そんなことを考えて一層感謝の気持ちを膨らませていると、不意に視界の端に本棚から落ちかけている本が映った。
 どうやら隣にあった魔導書を引き抜いた際にずれて、半身が本棚からはみ出てしまったらしい。
 それを戻してあげようと思って歩み寄ると……

「あっ、この魔導書……」

 それが偶然にも見知った魔導書で、思わず私は苦笑を浮かべた。

「ディルも持ってたんだ、これ。しかもすごく擦り切れてるし。
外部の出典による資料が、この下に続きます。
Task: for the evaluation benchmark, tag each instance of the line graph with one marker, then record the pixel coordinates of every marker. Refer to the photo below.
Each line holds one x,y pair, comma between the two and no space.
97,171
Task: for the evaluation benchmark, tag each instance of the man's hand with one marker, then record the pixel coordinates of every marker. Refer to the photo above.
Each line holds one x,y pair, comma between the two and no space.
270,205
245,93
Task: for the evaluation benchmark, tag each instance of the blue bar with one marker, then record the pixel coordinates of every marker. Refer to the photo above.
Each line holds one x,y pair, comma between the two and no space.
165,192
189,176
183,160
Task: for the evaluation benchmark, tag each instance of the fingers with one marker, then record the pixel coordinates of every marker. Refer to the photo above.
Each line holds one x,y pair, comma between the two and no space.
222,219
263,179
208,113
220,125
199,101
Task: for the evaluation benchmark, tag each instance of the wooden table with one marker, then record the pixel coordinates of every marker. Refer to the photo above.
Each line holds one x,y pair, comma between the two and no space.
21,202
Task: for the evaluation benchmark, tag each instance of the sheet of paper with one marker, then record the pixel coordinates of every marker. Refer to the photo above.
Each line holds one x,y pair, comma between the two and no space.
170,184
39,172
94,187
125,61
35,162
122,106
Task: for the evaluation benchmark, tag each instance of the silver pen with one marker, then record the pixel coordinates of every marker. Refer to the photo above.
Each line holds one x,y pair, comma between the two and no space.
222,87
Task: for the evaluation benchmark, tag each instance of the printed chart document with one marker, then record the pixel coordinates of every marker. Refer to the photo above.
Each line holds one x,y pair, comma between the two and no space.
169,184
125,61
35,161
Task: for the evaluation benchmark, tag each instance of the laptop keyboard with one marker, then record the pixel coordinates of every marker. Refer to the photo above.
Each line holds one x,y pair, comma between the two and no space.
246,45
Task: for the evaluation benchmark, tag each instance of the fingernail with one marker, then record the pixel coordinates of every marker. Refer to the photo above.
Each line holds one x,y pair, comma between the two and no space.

まあ持ってない魔術師の方が珍しいか」

 エルブ魔法学校の図書館にも置いてあったし、なんなら私の実家にも置いてあるくらいだ。
 おそらく世界で一番有名で、一番写本にもなった魔導書。
 そして世界で一番、習得が困難な魔法の魔導書でもある。
 賢者バージルが残したとされる、『飛行魔法』について記された魔導書だ。

 魔法が超常的な現象ではなくなったのは、かなり昔の話だ。
 記録によれば五百年前の国家戦争でも、すでに魔法が用いられた記述があるらしい。
 そのことから、およそ六百年近く前から、魔法は人間にとって身近なものになったと考えられている。
 それから魔法の研究は進み、魔術師たちは独自に新たな魔法を開発しては、その習得課程を魔導書として残している。
 賢者バージルが残した飛行魔法の魔導書もそのうちの一冊で、発見されたのは今から三百年も前の話だそうだ。
 しかしその飛行魔法を習得できた魔術師は、著者のバージルを除いて、この三百年間一人も存在しない。